Going by this and the video for 2018 single “Moonchild,” connection to the natural world, and water in particular, seems to be a common thread. Is that one of the reasons for ‘Evolution’ as a title of GYÐA’s album , i.e., our own evolution out of the seas? Well, yes, as it turns out, but there’s more to it than that. 


“I didn’t even try to find a name for this record, knowing it would reveal itself,” GYÐA says. “When it did, loud and clear, I was quite surprised. I found it unpoetic, but then I started to see all the ways it made sense and the beauty of the word. Evolution comes in the first sentence of one of the songs on the album called ‘Moonchild.’ I find evolution so fascinating, both morphing of matter and the evolution of consciousness, as a collective and individuals. I also like that the word Love hides in there. So yes and no, anyone can read what they want into it, it can have endless meanings because it came through me rather than from me.”

No rest

An ever-growing and ever-evolving artist such as GYÐA is never content to rest on her laurels. True to her nature, there are still many dreams on the horizon for her.

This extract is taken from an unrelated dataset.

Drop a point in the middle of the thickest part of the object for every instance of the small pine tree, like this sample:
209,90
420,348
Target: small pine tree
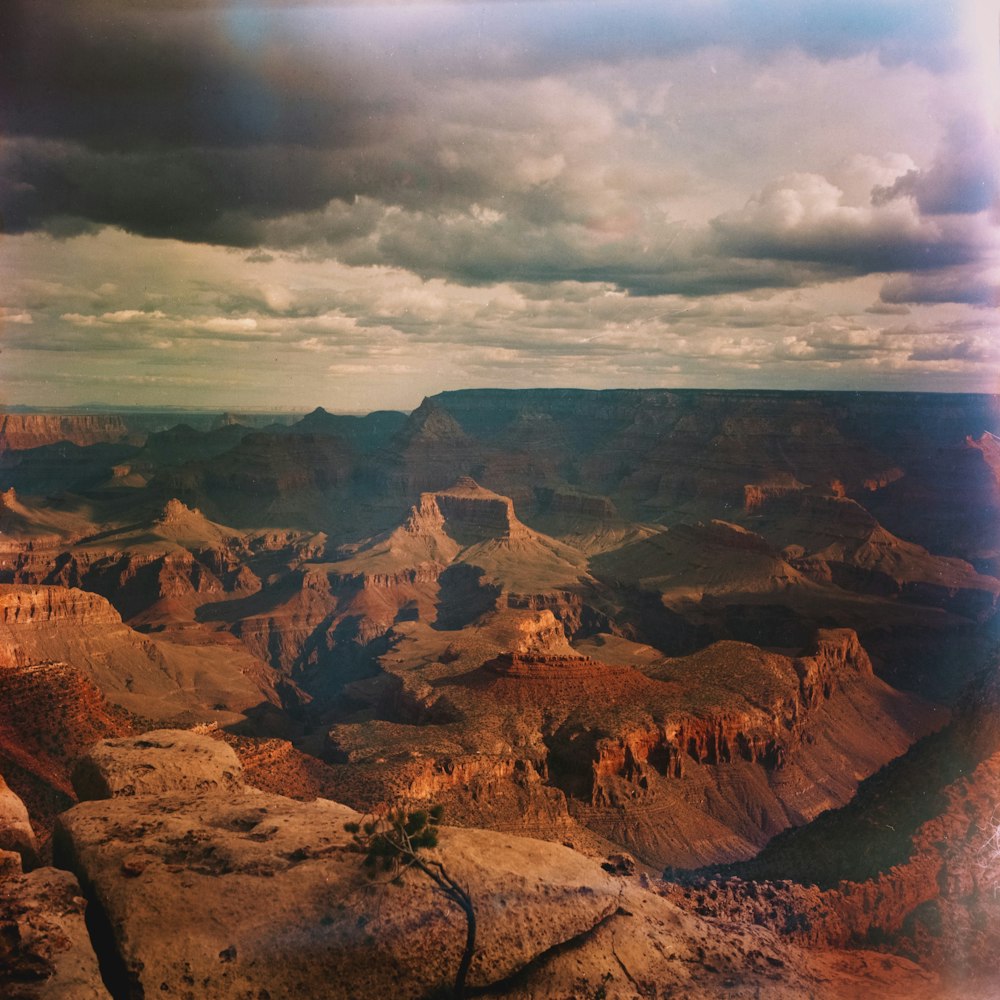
391,845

“What I mostly wish for right now is a team,” she says. “I feel the limitation of doing things so much by myself and that it is just more fun to work with others. I’d like to find a manager or a partner in this business that being a musician is. I’d like to have creative collaborators to discuss and execute ideas with, and I believe that resources will come when I find the stream for them to flow through.”

Overall, she stresses the importance of artists having the resources they need to attain their dreams—in this dimension or any other.


“I believe that when resources go to creative people, it will be shared and it will grow,” she says. “They’ll create something with it and around that creation so many others will be on board and benefit. Creative people do not sit on their gold because they know it has to flow; everything has to or there will be stagnation, constipation and that’s the end of creativity.”